I wish one day I could write this blog and say "So Crush 2.0 said he likes me too and now we're going out. WOOO HOOOO!"
But I can't, because I don't actually think that's going to happen any time soon. For whatever reason he isn't there yet, and I don't know how long its going to take before he is, if ever.
He came round today, but didn't stay to cook for me as planned, because he has a cold, and it seems that he fits that cliche of men being rubbish with colds - he did actually look and sound pretty rough, and tired. He said he wouldn't be much company and he'd probably fall asleep but he would come back when he was better. So I guess it was kind of sweet that he came at all. And he looked through the footage of the presentation I did this morning and gave me lots of encouragement for it, and he explained to me some sound engineering stuff I'd been asking about, and he looked after DS2 while I took DS1 to his club. This is all good stuff.. and it feels like more than just friends... but there is absolutely no kissing or anything remotely like it involved... although that's probably a good thing, with the cold and everything!
I've been wondering recently, if maybe I scare him. I always say stuff that seems to surprise him - its like just when he gets a handle on who I am, I go and do or say something that doesn't fit in with his idea of me - like work stuff, or like DS2 being donor conceived. He said on FB last night 'When you gonna be yourself?' and I told him that all of this was me, just different bits of me. He said 'hmmmm'.

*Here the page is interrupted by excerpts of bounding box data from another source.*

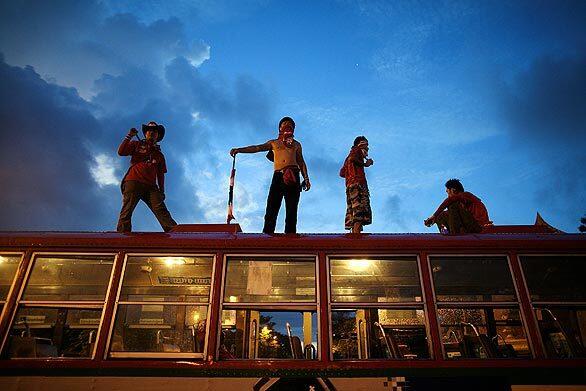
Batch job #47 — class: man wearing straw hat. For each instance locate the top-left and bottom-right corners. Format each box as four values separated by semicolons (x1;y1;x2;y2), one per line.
116;121;177;232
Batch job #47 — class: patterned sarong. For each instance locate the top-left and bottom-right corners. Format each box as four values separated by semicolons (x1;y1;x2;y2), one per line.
344;183;372;229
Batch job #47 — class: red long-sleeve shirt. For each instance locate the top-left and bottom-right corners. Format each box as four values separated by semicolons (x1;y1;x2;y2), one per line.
118;138;167;192
433;191;492;226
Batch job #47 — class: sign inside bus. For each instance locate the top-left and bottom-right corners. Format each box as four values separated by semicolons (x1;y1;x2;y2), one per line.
158;276;212;285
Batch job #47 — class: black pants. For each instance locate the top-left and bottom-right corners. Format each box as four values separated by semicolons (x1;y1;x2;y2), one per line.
262;171;301;234
435;202;482;235
116;181;177;232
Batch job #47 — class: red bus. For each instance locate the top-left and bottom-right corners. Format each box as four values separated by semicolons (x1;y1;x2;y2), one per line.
0;224;586;390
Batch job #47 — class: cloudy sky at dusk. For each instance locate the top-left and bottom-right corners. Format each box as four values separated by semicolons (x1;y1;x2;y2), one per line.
0;0;586;232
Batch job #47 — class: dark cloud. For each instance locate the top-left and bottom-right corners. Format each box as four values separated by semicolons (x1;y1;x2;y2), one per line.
0;0;209;97
500;55;586;230
0;1;275;230
503;55;586;145
0;61;115;230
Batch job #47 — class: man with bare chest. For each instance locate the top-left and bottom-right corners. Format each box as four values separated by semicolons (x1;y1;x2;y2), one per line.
230;117;311;234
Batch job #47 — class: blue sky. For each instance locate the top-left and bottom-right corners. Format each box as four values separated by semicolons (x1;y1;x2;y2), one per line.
0;0;586;232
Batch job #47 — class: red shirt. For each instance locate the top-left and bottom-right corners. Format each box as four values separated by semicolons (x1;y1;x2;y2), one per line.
340;147;366;187
433;191;492;226
118;139;167;191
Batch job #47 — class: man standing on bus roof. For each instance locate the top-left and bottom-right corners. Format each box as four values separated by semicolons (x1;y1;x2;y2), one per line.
230;117;311;234
423;179;492;235
116;121;177;232
340;136;374;234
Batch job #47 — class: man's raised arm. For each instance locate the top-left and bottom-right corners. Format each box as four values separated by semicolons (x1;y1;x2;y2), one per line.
230;141;271;156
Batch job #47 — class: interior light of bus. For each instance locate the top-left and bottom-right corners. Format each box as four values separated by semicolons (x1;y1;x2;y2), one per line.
163;258;185;266
348;259;372;272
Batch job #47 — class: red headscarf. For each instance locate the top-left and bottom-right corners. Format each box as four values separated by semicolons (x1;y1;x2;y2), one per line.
279;124;295;148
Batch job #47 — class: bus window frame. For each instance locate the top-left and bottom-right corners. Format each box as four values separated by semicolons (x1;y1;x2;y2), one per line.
0;251;25;352
326;252;428;362
103;252;217;361
214;252;323;362
426;253;535;361
0;251;118;361
517;253;586;361
0;251;24;310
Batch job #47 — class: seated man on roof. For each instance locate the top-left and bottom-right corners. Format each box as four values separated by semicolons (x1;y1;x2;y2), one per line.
423;179;492;235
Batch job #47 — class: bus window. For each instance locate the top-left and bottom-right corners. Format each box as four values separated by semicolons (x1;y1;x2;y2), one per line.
437;307;531;359
219;309;317;359
430;256;516;302
430;255;531;359
21;256;113;301
5;255;114;358
8;306;102;358
519;255;586;358
330;257;421;303
110;256;213;358
535;306;586;358
520;255;586;302
332;308;429;360
218;256;319;360
0;254;22;313
330;256;430;360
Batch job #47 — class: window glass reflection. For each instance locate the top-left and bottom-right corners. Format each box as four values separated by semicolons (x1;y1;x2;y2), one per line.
219;309;318;360
110;303;207;353
332;308;429;360
430;256;516;302
437;308;530;359
535;307;586;358
520;256;586;302
330;257;422;303
0;255;22;302
119;256;213;303
7;307;102;358
224;257;316;303
22;255;114;301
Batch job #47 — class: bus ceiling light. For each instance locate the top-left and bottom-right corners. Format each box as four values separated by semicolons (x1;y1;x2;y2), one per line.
348;259;372;272
163;258;185;266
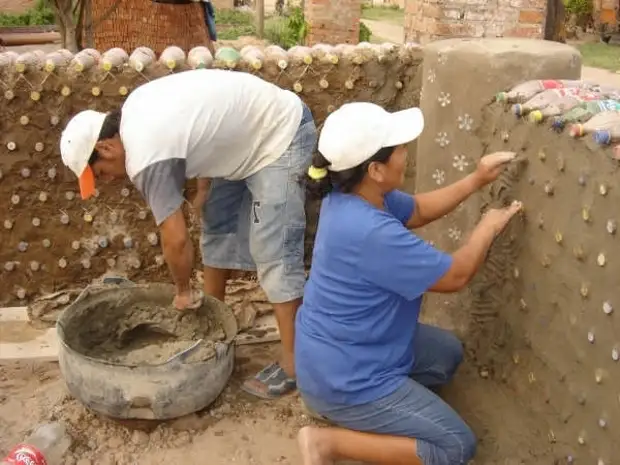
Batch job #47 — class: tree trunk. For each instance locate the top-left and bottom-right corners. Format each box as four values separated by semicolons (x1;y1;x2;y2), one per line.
91;0;211;53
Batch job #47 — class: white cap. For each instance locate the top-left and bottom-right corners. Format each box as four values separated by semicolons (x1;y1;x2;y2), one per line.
60;110;106;198
318;102;424;171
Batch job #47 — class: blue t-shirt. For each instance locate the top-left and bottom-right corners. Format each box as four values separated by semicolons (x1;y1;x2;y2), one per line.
295;191;452;405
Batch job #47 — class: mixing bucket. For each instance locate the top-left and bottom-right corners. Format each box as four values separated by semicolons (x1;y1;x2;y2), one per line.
57;282;238;420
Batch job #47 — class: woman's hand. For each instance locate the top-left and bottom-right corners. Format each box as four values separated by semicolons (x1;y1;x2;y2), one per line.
474;152;517;187
480;200;523;236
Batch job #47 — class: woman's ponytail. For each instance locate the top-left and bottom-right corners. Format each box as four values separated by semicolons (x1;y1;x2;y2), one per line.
305;152;333;200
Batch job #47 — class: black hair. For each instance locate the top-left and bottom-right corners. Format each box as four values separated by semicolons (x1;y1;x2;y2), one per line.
88;109;122;165
305;147;396;200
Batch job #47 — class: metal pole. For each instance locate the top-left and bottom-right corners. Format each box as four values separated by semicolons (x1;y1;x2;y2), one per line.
256;0;265;39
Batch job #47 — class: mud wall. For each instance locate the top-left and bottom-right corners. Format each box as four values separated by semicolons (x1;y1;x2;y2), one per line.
0;44;422;305
416;40;620;465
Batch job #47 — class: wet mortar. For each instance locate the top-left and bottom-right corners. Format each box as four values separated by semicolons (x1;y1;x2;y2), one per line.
66;289;226;365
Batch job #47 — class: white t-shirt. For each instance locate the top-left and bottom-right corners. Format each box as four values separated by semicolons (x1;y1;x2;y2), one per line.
120;69;303;224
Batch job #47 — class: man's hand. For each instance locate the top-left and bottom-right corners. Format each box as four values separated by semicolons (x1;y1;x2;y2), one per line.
192;178;211;218
480;200;523;236
173;290;204;310
192;188;209;218
474;152;517;187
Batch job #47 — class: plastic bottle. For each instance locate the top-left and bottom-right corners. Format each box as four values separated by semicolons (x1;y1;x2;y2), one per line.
334;44;364;65
129;47;157;73
45;49;73;73
101;47;129;71
569;111;620;137
592;121;620;145
0;50;19;69
215;47;241;68
187;46;213;69
159;45;185;69
552;100;620;129
265;45;289;69
512;87;587;116
71;48;101;73
312;44;338;65
528;90;603;123
241;45;265;70
495;79;583;103
288;45;312;65
15;50;45;73
0;423;71;465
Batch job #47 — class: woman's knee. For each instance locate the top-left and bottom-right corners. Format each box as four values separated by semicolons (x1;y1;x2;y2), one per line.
442;333;464;374
448;422;478;465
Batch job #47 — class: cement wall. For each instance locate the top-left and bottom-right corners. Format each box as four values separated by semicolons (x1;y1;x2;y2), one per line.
416;40;620;465
0;44;422;304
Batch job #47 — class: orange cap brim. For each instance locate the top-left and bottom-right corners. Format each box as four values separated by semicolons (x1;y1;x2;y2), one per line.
79;165;95;200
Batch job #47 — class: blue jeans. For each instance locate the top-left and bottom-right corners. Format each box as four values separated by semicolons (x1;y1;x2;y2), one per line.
302;324;476;465
200;104;317;303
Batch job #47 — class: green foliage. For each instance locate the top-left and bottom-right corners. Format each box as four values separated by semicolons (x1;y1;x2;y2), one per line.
0;0;55;26
360;22;372;42
265;7;308;49
564;0;594;20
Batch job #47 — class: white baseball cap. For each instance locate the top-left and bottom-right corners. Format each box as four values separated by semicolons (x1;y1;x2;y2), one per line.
318;102;424;171
60;110;106;199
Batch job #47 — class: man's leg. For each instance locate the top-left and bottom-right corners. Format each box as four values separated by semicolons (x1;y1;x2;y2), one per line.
411;323;463;390
200;179;254;301
243;104;317;399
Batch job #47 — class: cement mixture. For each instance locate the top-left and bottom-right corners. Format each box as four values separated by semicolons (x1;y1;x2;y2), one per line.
67;300;226;365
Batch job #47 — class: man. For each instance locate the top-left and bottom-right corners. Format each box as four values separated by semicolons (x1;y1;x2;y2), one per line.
60;70;317;399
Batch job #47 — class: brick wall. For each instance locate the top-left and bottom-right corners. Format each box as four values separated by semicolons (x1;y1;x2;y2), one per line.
304;0;362;45
405;0;546;44
593;0;620;26
0;0;35;14
211;0;235;10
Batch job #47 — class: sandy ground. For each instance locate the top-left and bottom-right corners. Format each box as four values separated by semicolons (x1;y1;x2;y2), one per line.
0;332;553;465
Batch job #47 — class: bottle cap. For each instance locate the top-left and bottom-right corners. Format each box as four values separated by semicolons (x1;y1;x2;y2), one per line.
570;124;583;137
528;110;543;123
592;129;611;145
551;116;564;130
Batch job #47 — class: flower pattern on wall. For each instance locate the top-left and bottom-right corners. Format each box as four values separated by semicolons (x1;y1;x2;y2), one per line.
457;113;474;131
435;132;450;148
426;69;437;83
433;169;446;186
437;92;452;107
452;155;469;171
448;228;461;242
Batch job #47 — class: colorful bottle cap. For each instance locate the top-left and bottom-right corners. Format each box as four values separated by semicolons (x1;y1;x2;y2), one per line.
528;110;543;123
592;129;611;145
570;124;583;137
551;116;564;130
512;103;523;116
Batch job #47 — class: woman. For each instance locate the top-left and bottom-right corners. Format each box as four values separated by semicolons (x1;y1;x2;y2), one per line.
295;103;521;465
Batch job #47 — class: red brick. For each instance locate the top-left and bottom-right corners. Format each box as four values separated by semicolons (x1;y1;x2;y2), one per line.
504;26;543;39
519;10;545;24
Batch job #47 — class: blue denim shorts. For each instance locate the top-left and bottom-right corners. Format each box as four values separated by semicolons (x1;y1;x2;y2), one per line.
201;104;317;303
302;324;476;465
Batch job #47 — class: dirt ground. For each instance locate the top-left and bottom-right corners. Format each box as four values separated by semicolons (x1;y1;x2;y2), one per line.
0;338;555;465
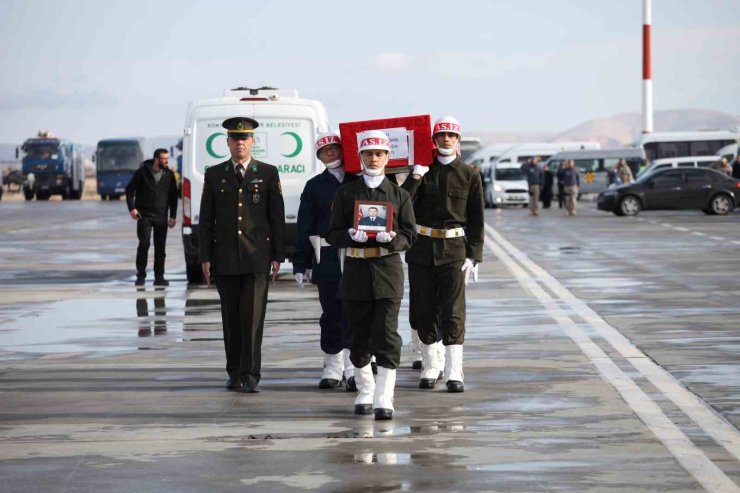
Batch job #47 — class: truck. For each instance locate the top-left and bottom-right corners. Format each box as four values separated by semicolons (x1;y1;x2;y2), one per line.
93;137;149;200
182;87;329;283
16;130;85;200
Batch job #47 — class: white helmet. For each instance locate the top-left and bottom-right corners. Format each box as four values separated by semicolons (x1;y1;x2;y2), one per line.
314;132;342;157
357;130;391;153
432;116;462;138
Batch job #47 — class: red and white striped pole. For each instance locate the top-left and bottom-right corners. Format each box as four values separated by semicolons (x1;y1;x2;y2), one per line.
642;0;653;134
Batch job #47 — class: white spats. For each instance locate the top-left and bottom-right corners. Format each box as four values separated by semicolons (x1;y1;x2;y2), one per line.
355;363;376;405
445;344;465;382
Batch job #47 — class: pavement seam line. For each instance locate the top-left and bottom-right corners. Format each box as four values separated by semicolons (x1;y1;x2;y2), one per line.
491;222;740;461
485;224;740;493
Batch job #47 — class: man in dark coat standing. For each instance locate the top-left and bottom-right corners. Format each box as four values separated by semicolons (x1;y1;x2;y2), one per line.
403;116;484;392
326;130;416;420
199;117;285;393
293;133;357;391
126;149;177;286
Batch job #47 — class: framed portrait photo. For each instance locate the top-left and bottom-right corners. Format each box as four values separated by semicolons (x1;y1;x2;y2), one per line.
354;200;393;236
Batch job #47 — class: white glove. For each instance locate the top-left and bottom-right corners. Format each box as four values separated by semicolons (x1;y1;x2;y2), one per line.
375;231;396;243
411;164;429;176
460;258;478;286
348;228;367;243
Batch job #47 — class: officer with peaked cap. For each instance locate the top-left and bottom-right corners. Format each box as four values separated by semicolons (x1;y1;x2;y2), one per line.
326;130;416;420
403;116;483;392
199;117;285;393
293;133;358;391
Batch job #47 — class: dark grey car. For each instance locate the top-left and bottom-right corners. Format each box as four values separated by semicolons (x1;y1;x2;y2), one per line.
597;168;740;216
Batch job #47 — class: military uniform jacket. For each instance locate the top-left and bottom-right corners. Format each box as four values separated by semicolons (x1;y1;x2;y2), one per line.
198;158;285;275
326;178;416;301
293;169;358;284
403;157;483;265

The thing is with Crush 2.0, as I've said before, I am all of myself with him, I don't bother turning up or down the volume on any aspect of who I am.. and it is so relaxing for me, but maybe it is hard for him. I don't know. The thing is, for me, even now, having just spent a couple of hours with him this afternoon, I feel really really chilled out. I am nicer to the children, I am a better mum just because he's been here. Just being around somebody who is like me, who thinks like me, who gets me is so great - there is something amazing about finding a kindred spirit... and whatever else he is, he will always be that. There are obviously ways in which we're not similar - otherwise we would be going out right about now!!! - but that's also what makes it so hard to give him up, to give up the idea that we could be together.
So do you think its possible to give up that hope?
If you met someone who seemed perfect for you in every way, who wanted to talk to you every day, who encouraged you, who listened to your opinions, who made you laugh, who was an amazing cook, who was talented, clever, creative and drop dead gorgeous, and whose presence just altogether made you feel like you'd finally come home.... could you give that up?
Because although I know I probably should - because I deserve someone who is all that and who can say 'yes, I want you too' - its hard, and I don't know if I can.
What do you reckon people, what next?